Ellen Bursytn gives a beautifully fiery yet vulnerable performance as Martha’s battleaxe mother, determined to sue anyone she can for the loss of her grandchild. In one particularly striking speech, she talks about how she was born in the Jewish ghetto and hidden under the floorboards to survive. She wants her daughter to survive this immense loss, too.

But the film seems to crash from one scene to the next. There’s a weird family dinner where it feels like all of the actors are improvising but – like a sad Thursday night drama class – no one is very good at it. We never really get to understand Martha’s grief as we are never really “let in” to her character’s emotions. Everything feels very closed off.
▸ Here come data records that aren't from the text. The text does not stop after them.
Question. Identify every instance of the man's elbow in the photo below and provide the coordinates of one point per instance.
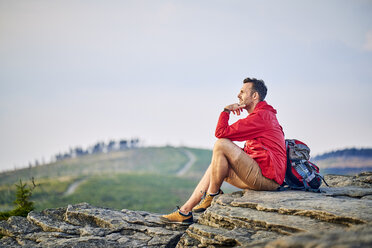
(219, 134)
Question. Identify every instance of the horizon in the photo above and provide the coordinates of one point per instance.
(74, 73)
(42, 161)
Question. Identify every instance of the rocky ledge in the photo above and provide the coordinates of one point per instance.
(340, 216)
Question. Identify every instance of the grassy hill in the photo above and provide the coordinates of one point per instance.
(138, 179)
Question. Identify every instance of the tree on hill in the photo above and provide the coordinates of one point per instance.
(23, 205)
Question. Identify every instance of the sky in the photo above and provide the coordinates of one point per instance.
(76, 72)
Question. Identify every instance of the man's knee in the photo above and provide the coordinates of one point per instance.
(222, 144)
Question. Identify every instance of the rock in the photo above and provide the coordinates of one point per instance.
(83, 225)
(340, 216)
(362, 180)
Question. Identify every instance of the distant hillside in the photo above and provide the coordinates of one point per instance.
(345, 161)
(148, 178)
(349, 152)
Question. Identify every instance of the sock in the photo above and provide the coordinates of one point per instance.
(188, 214)
(214, 194)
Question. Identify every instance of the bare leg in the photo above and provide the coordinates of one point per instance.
(198, 192)
(223, 152)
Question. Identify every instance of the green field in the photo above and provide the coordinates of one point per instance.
(138, 179)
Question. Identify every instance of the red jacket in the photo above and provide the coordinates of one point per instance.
(264, 139)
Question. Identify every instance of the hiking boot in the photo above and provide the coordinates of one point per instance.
(205, 202)
(177, 217)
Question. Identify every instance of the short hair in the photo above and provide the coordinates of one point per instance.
(258, 86)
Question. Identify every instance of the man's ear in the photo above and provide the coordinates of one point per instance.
(256, 96)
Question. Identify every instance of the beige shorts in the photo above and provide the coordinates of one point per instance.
(246, 174)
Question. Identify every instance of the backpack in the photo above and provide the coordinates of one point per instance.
(301, 174)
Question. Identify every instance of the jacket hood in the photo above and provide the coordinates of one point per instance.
(265, 106)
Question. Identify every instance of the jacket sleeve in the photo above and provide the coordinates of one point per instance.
(242, 130)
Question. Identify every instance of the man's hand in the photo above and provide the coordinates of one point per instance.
(235, 108)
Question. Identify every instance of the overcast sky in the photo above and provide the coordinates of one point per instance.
(76, 72)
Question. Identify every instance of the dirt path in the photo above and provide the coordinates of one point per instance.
(73, 186)
(188, 165)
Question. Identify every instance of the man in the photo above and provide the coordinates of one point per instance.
(260, 165)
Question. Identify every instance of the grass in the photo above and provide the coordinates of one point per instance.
(160, 160)
(135, 191)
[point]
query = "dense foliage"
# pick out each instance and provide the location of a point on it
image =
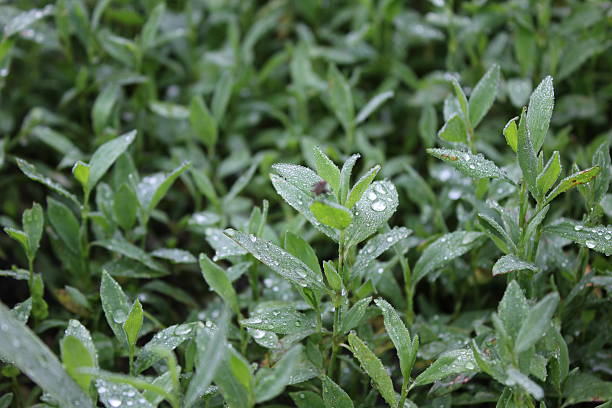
(305, 203)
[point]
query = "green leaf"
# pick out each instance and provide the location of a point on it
(428, 124)
(169, 110)
(454, 129)
(463, 103)
(585, 387)
(547, 178)
(125, 206)
(371, 212)
(308, 399)
(65, 224)
(153, 188)
(22, 20)
(513, 308)
(377, 245)
(282, 319)
(20, 237)
(449, 363)
(175, 255)
(374, 368)
(472, 165)
(129, 250)
(76, 356)
(361, 186)
(222, 95)
(345, 176)
(30, 171)
(597, 238)
(511, 133)
(7, 399)
(76, 329)
(280, 261)
(295, 186)
(33, 222)
(81, 171)
(149, 30)
(105, 156)
(327, 169)
(334, 280)
(576, 179)
(235, 380)
(334, 396)
(527, 156)
(515, 377)
(443, 250)
(541, 105)
(399, 335)
(484, 94)
(299, 248)
(353, 317)
(115, 395)
(500, 230)
(203, 122)
(271, 382)
(218, 281)
(103, 106)
(115, 305)
(372, 105)
(211, 349)
(20, 347)
(601, 158)
(133, 323)
(536, 323)
(331, 214)
(512, 263)
(341, 98)
(165, 340)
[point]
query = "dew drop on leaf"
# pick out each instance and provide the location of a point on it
(379, 206)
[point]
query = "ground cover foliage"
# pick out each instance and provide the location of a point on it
(305, 203)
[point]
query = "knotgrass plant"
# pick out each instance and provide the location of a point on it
(345, 236)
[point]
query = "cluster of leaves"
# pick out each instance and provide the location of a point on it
(190, 259)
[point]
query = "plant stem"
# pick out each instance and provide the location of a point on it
(404, 393)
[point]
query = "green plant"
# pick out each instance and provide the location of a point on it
(312, 204)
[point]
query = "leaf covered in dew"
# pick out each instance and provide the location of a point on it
(307, 125)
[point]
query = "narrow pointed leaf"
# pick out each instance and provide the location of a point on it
(484, 95)
(541, 105)
(105, 156)
(21, 347)
(536, 323)
(280, 261)
(374, 368)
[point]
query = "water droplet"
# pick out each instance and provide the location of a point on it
(454, 194)
(182, 330)
(379, 206)
(258, 334)
(119, 316)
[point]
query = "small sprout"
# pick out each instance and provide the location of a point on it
(320, 188)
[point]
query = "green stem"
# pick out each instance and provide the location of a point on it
(404, 393)
(332, 360)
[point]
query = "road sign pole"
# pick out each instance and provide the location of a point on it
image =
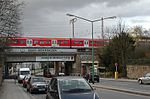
(116, 72)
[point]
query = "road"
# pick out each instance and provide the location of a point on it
(109, 94)
(16, 91)
(126, 84)
(104, 94)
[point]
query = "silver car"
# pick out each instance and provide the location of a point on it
(145, 79)
(36, 84)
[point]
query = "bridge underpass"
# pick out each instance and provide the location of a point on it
(63, 60)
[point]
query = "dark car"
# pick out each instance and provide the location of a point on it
(25, 81)
(70, 87)
(88, 77)
(36, 84)
(145, 79)
(46, 73)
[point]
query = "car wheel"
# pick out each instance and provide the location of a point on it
(31, 91)
(140, 81)
(27, 89)
(46, 97)
(98, 80)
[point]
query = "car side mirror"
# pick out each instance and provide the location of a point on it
(94, 88)
(53, 91)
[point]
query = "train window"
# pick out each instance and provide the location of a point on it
(65, 42)
(35, 42)
(78, 42)
(41, 42)
(15, 41)
(59, 42)
(48, 42)
(53, 42)
(22, 42)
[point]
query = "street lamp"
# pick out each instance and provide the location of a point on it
(92, 21)
(102, 19)
(73, 21)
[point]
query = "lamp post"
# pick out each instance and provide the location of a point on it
(92, 21)
(102, 19)
(73, 21)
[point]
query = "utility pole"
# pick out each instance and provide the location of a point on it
(73, 21)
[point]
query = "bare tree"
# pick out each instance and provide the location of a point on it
(10, 11)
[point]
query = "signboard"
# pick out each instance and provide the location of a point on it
(40, 50)
(55, 58)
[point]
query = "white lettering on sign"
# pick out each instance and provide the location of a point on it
(55, 58)
(40, 50)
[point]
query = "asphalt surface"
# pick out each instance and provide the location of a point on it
(123, 85)
(110, 94)
(106, 89)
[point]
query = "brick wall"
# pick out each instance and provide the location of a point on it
(136, 71)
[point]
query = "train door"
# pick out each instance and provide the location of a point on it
(29, 42)
(86, 43)
(54, 43)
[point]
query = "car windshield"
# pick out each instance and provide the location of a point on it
(25, 72)
(74, 85)
(37, 80)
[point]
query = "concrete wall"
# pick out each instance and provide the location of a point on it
(136, 71)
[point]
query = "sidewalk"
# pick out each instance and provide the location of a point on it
(10, 90)
(120, 79)
(115, 88)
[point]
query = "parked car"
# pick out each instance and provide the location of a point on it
(25, 81)
(88, 77)
(22, 72)
(47, 73)
(70, 87)
(145, 79)
(36, 84)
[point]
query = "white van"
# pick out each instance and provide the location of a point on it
(22, 72)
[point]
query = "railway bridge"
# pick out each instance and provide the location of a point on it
(66, 60)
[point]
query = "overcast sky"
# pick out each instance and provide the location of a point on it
(47, 18)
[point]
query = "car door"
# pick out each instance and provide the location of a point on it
(53, 90)
(146, 78)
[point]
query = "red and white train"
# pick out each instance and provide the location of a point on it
(57, 42)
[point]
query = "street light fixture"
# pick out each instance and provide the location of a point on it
(92, 21)
(102, 19)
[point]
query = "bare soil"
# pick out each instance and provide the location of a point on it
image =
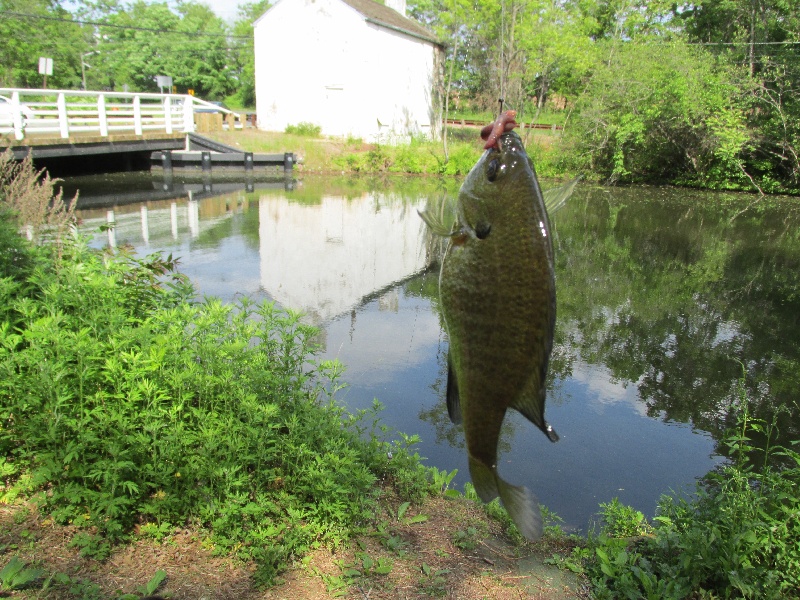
(425, 559)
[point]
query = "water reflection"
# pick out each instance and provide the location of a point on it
(324, 258)
(668, 299)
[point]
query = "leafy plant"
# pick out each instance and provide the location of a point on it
(149, 588)
(134, 405)
(466, 539)
(433, 581)
(16, 576)
(304, 128)
(401, 515)
(622, 521)
(737, 538)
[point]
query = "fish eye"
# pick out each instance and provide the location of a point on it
(492, 169)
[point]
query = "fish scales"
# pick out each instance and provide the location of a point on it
(497, 289)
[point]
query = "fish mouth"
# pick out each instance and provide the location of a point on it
(510, 142)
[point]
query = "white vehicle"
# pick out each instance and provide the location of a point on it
(7, 113)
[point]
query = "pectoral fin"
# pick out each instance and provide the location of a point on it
(532, 406)
(453, 399)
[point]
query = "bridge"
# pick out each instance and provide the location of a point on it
(49, 123)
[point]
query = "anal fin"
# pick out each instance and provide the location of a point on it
(532, 407)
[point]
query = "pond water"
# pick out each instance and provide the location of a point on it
(673, 306)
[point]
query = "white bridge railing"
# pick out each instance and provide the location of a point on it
(65, 112)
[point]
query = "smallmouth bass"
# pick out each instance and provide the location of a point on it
(498, 299)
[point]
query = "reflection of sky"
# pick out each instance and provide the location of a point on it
(392, 347)
(608, 446)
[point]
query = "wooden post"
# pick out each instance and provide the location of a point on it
(188, 115)
(168, 114)
(137, 115)
(101, 115)
(63, 123)
(16, 117)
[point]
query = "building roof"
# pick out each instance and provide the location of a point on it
(390, 18)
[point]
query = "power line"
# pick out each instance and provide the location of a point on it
(8, 13)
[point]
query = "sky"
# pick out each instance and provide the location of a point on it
(225, 9)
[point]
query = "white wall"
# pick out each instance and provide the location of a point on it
(319, 61)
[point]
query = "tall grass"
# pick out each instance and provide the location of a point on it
(738, 537)
(124, 403)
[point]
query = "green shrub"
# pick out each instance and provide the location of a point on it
(130, 404)
(739, 537)
(304, 128)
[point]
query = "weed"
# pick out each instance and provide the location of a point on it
(401, 515)
(147, 589)
(15, 575)
(622, 521)
(466, 539)
(433, 582)
(75, 587)
(156, 531)
(304, 128)
(91, 546)
(30, 195)
(739, 537)
(134, 406)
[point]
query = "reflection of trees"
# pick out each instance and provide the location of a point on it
(672, 290)
(561, 361)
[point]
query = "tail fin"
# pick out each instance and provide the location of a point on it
(521, 504)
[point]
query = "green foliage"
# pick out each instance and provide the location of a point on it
(433, 581)
(622, 521)
(739, 536)
(304, 128)
(652, 113)
(147, 589)
(466, 539)
(16, 253)
(16, 576)
(130, 404)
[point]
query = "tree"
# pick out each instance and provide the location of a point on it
(662, 112)
(39, 28)
(244, 53)
(139, 42)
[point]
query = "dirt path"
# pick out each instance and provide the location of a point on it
(445, 548)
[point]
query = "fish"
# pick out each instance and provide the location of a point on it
(498, 301)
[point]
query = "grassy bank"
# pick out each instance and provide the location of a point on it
(136, 420)
(145, 435)
(322, 154)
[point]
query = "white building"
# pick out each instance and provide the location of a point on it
(353, 67)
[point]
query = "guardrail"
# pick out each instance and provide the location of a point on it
(66, 112)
Supplementary characters are given almost nothing to do.

As it muddles towards its climax – which I do believe someone, somewhere thought would be up there with all-time great movie speeches – as a viewer, I felt less and less for these characters. Martha’s final cri de coeur in the courtroom feels like lazy writing. It’s incredibly forced and felt so at odds with the way her character had been developed so far.

Yes, the subject matter is grim, but Pieces of a Woman feels, at times, like a feat of endurance that not even some strong central performance can save. It just doesn’t ever join all the dots. It’s part courtroom drama, part family drama, part indie arthouse – and the three just don’t work together (at least, not here, anyway).

Pieces of a Woman is now streaming on Netflix.